My research interests are centered around the theory and practice of distributed computing. I primarily work on algorithms and lower bounds for faulttolerant distributed systems with a focus on building building provably safe and secure concurrent/distributed systems and applications.
Short CV
Research overview
Understanding the foundations of distributed computing is important for the design of efficient computational techniques across all scientific fields. As a consequence of failures and the asynchrony pervasive in distributed systems, many problems that are trivial to solve sequentially are impossible or infeasible to solve in a distributed fashion, thus presenting us with problems of deep intellectual yet practical interest.
When reasoning about the design space of a distributed computation, I have typically asked myself the following sequence of questions:


 What is the model of computation?
 Given a computational model, is it (im)possible to build a distributed application with specific safety and progress properties?
 What are the complexity metrics that characterize the cost of the computation and can we derive bounds that identify the implementation’s theoretical cost?
 What are the hardware and programming abstractions that help programmers realize a working implementation with largely sequential semantics in mind?
 How can we verify that the resulting implementation conforms to its intended semantics?

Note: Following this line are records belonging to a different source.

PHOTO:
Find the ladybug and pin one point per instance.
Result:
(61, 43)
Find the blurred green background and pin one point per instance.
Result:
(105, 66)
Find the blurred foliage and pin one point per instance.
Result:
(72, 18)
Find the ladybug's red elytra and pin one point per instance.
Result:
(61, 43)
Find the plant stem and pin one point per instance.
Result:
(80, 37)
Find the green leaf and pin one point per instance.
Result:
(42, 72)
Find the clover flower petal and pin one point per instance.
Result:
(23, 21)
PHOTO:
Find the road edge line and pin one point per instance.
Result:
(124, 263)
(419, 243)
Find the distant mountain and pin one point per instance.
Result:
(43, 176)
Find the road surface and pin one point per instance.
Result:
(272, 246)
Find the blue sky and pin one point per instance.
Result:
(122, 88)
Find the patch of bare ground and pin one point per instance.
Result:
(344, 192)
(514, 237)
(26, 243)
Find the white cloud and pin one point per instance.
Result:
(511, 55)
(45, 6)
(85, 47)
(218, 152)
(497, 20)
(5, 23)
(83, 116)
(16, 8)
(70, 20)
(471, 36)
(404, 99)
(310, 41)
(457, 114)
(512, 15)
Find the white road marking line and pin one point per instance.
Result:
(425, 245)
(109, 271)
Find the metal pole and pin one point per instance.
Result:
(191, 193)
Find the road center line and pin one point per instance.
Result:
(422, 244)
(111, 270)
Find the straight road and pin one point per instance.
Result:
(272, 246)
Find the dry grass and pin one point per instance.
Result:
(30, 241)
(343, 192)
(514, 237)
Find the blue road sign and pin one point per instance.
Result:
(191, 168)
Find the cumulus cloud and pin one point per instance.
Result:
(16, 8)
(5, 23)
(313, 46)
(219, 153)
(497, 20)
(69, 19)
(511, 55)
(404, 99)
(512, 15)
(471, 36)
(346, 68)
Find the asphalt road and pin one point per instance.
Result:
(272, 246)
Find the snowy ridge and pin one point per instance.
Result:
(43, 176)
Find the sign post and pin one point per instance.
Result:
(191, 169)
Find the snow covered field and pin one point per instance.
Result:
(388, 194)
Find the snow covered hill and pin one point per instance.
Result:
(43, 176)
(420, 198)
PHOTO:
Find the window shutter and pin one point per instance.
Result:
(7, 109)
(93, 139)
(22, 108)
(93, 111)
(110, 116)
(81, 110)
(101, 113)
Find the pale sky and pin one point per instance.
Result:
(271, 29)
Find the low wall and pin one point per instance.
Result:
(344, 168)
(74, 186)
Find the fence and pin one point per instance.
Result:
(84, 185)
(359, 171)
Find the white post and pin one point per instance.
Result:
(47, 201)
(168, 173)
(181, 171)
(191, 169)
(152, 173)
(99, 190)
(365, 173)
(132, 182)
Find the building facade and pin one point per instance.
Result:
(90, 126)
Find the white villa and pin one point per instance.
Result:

Generally speaking, when reasoning about distributed computations in any context; multicore machines or graph algorithms for routing in today’s Internet network architectures or information sharing in social peertopeer networks, all the above questions apply. But there are also other practical considerations: Is there a bound on the number of participating computational entities? Are we seeking deterministic or randomized algorithms? Is there an a priori agreed naming convention for identifying the computational entities? Lastly, how easy or hard is the distributed programming model? This latter question is especially important from a practical standpoint since it is the simplicity of the programming model that determines whether ordinary programmers may choose to adopt it. Reasoning about the correctness of a distributed computation is a science unto itself, and the programming model must ideally enable programmers to build distributed applications with largely their sequential semantics in mind and without worrying about synchronization problems that may arise. I have attempted to answer some of these questions by presenting algorithms, formal semantics, lower bounds and programming models for multicore CPUs as well as cloud infrastructures; implementations of concurrent data structures; efficient protocols for cryptocurrencies and distributed update protocols for softwaredefined networks.